Dive Brief:
- Six months ago the Interactive Advertising Bureau (IAB) announced its LEAN (Light, Encrypted, AdChoices-supporting, and Non-invasive) advertising principles. It has now followed up with scoring guidelines for publishers, advertisers and agencies in order to encourage adoption of the principles.
- The early stages of the roadmap involve gathering data and engaging in research in order to develop guidance for ad industry participants.
- The scoring guidelines and principles come during a time when users are adopting ad blocking technology at a greater rate and are asking for fewer ads.
Dive Insight:
“LEAN scoring will guide the digital media industry towards building better user experiences,” Alanna Gombert, deputy general manager at the IAB Tech Lab and vp of technology and ad operations for the IAB, said in a statement.
An underlying goal of getting industry players on board with LEAN principles is addressing the ad block challenge. In the months since the IAB released the principles, the debate around the topic has become more heated, and also more necessary. Users continue turning to the technology and it's clear the greater ad industry has a lot of work to do in improving the user experience.
“There is no question that people want to have unfettered access to the high-quality news, information, and entertainment they have long enjoyed for free on the open web.
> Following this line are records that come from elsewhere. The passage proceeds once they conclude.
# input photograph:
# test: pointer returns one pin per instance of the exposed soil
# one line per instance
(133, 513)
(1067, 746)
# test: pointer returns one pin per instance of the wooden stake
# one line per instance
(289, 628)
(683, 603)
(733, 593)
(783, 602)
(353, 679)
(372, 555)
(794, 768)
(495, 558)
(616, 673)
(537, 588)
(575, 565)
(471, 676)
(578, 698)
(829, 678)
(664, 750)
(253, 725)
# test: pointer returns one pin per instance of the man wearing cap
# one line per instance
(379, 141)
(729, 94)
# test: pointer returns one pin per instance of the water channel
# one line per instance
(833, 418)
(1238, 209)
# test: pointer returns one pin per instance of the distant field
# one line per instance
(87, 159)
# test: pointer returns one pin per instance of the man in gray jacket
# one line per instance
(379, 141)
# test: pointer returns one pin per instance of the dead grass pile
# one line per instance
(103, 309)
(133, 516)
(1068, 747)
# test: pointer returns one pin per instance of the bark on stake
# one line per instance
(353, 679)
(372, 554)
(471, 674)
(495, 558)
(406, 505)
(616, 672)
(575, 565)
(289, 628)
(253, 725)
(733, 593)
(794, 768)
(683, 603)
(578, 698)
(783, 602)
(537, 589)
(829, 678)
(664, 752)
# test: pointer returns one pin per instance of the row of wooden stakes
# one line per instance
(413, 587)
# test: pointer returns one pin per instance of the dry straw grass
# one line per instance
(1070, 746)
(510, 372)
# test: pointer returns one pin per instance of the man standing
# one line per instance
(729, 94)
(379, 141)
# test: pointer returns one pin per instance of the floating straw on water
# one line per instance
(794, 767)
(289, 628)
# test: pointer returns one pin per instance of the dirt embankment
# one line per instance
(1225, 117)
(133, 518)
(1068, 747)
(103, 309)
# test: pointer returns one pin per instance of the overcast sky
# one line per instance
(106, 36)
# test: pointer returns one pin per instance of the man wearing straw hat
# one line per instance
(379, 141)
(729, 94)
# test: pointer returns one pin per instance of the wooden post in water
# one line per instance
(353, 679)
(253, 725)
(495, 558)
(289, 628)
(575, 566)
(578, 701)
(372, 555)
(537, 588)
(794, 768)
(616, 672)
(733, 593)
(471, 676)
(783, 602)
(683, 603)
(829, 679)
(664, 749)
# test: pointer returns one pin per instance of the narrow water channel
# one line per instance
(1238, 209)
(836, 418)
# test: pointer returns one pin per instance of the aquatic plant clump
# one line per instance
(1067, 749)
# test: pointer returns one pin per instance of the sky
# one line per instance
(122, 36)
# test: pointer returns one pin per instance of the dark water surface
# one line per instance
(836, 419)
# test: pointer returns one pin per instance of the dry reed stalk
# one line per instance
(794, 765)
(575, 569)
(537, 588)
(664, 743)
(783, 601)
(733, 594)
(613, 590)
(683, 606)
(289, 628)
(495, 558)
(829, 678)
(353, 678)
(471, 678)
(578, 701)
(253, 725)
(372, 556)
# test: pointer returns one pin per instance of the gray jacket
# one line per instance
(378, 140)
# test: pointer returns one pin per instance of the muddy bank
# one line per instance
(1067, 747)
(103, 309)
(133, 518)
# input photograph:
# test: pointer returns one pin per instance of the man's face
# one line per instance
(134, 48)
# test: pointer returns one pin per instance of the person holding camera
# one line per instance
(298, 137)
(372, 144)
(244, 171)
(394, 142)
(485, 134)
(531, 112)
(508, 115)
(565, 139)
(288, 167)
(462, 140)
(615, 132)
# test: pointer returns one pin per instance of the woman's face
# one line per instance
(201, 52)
With the scorecard serving as a new industry standard, consumer-friendly interactive advertising will take hold, allowing the ecosystem to thrive," Gombert said.
The IAB has put into place a roadmap for the remainder of 2016 broken out into quarters. The final goal will be to present a 2017 LEAN scoring roadmap in Q4 along with LEAN scoring algorithms, and also findings and recommendations for a LEAN scorecard.
Though the process is somewhat drawn out, adding scoring to its LEAN principles indicates the IAB is taking the challenge of reforming the online ad user experience seriously. Given the trend in ad block adoption, it remains to be seen if the IAB’s process is a case of too little too late in stemming that tide.